A atriz portuguesa Guida Maria morreu esta terça-feira, 2 de janeiro, aos 67 anos vítima de cancro, revelou à Lusa o encenador António Pires. "A atriz faleceu hoje de manhã, tranquilamente durante o sono, após ter sido vítima de doença prolongada", referiu o encenador.

Segundo a TV7 Dias, a atriz lutava contra um cancro no pâncreas há vários meses.

O velório realiza-se esta terça-feira, a partir da 19h00, na Basílica da Estrela, em Lisboa, e o funeral tem lugar na quarta-feira, às 15h00, para o Cemitério dos Prazeres, também na capital.

Nascida em Lisboa, em 1950, Guida Maria fez cinema, ficção em televisão, mas sobretudo teatro, tendo participado em cerca de 40 peças, entre as quais "A mãe", "Auto da geração humana", "A casa de Bernarda Alba" e, possivelmente, uma das mais conhecidas da carreira, "Os Monólogos da Vagina".

Filha do ator Luís Cerqueira, Guida Maria estreou-se aos sete anos na peça "Fogo de Vista", de Ramada Curto, aos dez anos entrou em "A sapateira prodigiosa", da Companhia Rey Colaço-Robles Monteiro, ao lado de Eunice Muñoz, e, aos 13, fez sucesso em "O milagre de Anne Sullivan", encenada por Luís de Sttau Monteiro.

Com vários anos de experiência de palco, Guida Maria estudou depois no Conservatório Nacional, ao mesmo tempo em que entrava noutras peças produzidas por Vasco Morgado.

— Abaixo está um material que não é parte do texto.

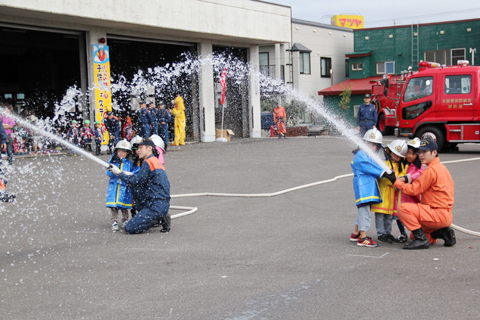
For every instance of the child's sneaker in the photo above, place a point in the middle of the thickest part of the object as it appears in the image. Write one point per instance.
(391, 237)
(354, 237)
(384, 239)
(366, 242)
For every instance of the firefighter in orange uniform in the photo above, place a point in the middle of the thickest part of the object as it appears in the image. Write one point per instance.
(279, 117)
(179, 113)
(431, 218)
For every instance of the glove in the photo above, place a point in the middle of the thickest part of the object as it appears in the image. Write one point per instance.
(114, 169)
(390, 176)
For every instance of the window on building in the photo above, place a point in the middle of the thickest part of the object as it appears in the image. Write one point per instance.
(458, 54)
(326, 66)
(458, 84)
(386, 67)
(357, 66)
(439, 56)
(304, 62)
(264, 63)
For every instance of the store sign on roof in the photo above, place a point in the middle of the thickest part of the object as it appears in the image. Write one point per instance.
(347, 21)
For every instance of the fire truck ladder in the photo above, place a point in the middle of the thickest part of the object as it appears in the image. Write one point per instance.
(415, 44)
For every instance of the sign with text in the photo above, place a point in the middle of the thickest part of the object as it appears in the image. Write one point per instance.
(103, 93)
(347, 21)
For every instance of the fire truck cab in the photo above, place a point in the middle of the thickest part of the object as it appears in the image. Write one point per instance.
(439, 103)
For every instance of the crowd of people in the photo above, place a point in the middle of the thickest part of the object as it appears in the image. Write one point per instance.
(167, 122)
(418, 193)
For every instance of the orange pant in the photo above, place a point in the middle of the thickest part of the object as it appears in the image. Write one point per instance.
(281, 127)
(416, 215)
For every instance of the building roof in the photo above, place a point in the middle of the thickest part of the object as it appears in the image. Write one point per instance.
(358, 54)
(420, 24)
(299, 47)
(359, 86)
(321, 25)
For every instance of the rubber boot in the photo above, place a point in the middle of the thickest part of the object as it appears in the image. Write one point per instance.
(166, 223)
(420, 241)
(447, 234)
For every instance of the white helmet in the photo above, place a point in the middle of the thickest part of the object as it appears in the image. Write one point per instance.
(136, 139)
(158, 142)
(399, 147)
(124, 145)
(415, 143)
(373, 135)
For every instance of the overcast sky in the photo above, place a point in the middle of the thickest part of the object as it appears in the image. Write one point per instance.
(383, 13)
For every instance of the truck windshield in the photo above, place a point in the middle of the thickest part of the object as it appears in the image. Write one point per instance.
(418, 88)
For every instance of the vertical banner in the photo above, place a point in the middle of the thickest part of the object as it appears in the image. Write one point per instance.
(223, 83)
(103, 93)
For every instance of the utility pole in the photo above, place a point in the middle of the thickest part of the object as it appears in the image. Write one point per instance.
(473, 51)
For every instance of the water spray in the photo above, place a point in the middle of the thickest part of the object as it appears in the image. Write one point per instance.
(50, 135)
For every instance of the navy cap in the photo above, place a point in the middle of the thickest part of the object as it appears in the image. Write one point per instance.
(428, 145)
(146, 142)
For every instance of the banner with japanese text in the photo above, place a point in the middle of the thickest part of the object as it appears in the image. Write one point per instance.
(103, 93)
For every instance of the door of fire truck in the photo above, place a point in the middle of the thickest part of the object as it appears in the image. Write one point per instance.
(417, 100)
(456, 105)
(457, 96)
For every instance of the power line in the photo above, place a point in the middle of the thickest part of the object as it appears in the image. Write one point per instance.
(430, 15)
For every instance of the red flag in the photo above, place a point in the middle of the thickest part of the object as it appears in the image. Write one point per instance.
(223, 79)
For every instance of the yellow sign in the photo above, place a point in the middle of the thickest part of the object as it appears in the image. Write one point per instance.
(103, 93)
(347, 21)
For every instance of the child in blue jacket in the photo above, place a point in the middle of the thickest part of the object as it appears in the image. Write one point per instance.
(366, 171)
(119, 195)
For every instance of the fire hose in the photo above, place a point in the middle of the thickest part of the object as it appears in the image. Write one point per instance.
(192, 210)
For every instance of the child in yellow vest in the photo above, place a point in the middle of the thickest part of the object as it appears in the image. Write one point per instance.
(384, 211)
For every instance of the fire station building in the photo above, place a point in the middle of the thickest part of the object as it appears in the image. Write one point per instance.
(49, 46)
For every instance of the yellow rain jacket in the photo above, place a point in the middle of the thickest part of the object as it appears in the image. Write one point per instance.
(179, 113)
(387, 190)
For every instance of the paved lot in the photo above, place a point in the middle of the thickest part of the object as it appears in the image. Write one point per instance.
(284, 257)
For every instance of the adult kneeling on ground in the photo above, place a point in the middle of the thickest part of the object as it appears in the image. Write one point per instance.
(431, 218)
(152, 190)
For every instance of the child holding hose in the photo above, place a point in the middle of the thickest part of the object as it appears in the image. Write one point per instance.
(119, 195)
(366, 171)
(388, 208)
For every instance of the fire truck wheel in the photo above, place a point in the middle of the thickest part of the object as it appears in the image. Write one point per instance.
(432, 133)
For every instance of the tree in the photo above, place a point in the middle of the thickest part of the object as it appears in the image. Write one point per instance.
(345, 95)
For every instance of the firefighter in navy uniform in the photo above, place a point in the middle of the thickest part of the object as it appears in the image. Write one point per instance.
(4, 195)
(150, 190)
(367, 116)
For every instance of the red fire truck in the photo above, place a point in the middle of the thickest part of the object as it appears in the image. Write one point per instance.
(437, 102)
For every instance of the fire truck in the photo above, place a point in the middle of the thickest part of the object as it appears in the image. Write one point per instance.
(437, 102)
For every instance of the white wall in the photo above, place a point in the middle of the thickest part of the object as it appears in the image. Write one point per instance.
(246, 21)
(324, 41)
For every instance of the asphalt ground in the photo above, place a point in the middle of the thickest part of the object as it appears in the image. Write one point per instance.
(283, 257)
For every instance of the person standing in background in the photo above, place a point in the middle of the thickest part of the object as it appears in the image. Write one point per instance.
(179, 113)
(279, 117)
(8, 124)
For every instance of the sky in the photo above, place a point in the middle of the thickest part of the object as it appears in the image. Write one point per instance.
(379, 13)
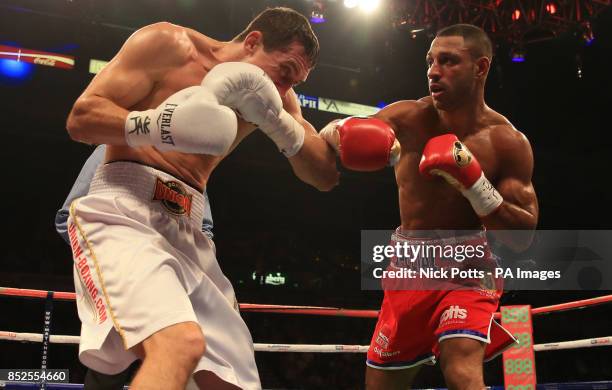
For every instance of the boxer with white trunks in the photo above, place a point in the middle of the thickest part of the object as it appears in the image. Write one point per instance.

Ainda antes do 25 de Abril de 1974, a atriz entrou em "A promessa", uma adaptação de António de Macedo de uma peça de Bernardo Santareno, na qual protagonizou o primeiro nu integral do cinema português. O filme foi exibido em vários festivais, nomeadamente em Cannes.

Ainda na década de 1970 foi convidada a integrar o Teatro Nacional D. Maria II, onde permaneceu até aos anos 1990, tendo entrado em peças como "O leque de Lady Windermere", "Maria Stuart", "Slag" e "Sherley Valentine", o primeiro de vários monólogos que protagonizou na carreira.

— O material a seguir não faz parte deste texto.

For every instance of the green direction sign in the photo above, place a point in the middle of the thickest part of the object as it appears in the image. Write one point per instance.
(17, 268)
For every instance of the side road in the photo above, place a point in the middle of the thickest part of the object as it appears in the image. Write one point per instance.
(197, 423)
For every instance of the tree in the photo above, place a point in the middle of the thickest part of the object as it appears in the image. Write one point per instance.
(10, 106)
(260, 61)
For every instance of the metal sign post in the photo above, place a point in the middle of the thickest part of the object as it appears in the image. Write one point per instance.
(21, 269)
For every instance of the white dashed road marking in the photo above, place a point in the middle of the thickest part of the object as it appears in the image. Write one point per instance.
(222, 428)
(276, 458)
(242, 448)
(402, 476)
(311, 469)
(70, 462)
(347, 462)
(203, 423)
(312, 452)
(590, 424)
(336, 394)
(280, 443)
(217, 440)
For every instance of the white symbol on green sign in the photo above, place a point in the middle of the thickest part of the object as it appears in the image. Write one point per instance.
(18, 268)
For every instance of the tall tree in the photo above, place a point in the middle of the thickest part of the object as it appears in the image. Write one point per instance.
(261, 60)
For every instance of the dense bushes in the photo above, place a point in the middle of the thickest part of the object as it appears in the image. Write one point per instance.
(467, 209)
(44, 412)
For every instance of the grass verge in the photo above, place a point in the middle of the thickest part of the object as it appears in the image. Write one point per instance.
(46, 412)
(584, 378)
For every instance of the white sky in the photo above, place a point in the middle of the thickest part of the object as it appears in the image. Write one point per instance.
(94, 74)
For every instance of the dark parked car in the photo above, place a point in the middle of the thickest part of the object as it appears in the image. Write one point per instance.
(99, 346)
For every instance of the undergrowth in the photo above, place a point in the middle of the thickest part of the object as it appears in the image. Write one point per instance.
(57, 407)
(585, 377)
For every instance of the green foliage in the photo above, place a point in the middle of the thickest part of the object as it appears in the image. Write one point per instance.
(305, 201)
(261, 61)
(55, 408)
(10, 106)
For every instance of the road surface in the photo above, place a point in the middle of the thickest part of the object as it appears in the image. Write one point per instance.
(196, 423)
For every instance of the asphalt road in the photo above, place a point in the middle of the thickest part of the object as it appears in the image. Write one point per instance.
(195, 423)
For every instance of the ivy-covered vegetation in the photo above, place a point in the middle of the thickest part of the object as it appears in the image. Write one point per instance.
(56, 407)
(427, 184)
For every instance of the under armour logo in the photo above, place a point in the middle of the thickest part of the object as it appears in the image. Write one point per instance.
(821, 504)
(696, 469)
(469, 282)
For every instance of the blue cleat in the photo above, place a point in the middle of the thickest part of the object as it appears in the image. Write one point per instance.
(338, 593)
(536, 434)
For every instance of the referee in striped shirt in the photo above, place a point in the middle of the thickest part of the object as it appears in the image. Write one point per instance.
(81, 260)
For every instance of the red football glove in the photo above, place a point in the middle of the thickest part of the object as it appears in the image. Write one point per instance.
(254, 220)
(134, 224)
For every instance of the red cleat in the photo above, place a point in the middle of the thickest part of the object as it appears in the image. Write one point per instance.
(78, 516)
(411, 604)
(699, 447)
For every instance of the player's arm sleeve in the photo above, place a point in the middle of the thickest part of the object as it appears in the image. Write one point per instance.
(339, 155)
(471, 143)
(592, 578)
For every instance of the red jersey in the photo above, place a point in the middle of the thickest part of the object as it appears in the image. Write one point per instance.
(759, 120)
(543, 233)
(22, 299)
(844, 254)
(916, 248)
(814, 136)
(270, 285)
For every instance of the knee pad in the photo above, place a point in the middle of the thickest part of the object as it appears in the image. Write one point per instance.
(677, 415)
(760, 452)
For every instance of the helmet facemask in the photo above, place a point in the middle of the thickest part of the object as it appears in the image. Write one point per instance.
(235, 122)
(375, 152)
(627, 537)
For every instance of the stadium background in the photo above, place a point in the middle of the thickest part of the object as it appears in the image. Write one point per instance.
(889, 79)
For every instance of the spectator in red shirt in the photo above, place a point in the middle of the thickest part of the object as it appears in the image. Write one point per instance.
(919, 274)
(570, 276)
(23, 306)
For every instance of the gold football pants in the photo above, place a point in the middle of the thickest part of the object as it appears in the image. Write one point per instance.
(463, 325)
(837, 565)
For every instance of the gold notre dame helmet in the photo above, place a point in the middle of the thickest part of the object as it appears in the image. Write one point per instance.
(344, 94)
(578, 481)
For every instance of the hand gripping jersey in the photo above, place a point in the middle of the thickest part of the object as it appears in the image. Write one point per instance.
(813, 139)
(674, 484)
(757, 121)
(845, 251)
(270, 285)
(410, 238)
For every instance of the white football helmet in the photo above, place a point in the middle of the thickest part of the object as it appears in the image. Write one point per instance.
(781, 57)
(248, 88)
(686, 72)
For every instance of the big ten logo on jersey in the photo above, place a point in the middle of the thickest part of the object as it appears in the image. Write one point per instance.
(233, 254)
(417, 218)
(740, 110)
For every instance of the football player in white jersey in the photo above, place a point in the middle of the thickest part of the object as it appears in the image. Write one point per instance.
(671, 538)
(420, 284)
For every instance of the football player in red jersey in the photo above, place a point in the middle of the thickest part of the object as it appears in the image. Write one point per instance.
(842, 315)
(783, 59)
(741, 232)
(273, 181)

Durante esse período no teatro nacional, Guida Maria fez uma pausa em 1980 e, com uma bolsa de estudos, entrou na American Academy of Dramatic Art, em Nova Iorque, e fez vários 'workshops' na Actors Studio.

Além de "Sherley Valentine", Guida Maria ficou conhecida por outros monólogos como "Andy & Melissa" (2001), "Zelda" (2004), "Stôra Margarida" (2006) e "Sexo? Sim, mas com orgasmo" (2010).

O maior sucesso de carreira, com vários meses em cena e reposições, terá sido a peça "Os monólogos da vagina", de Eve Ensler.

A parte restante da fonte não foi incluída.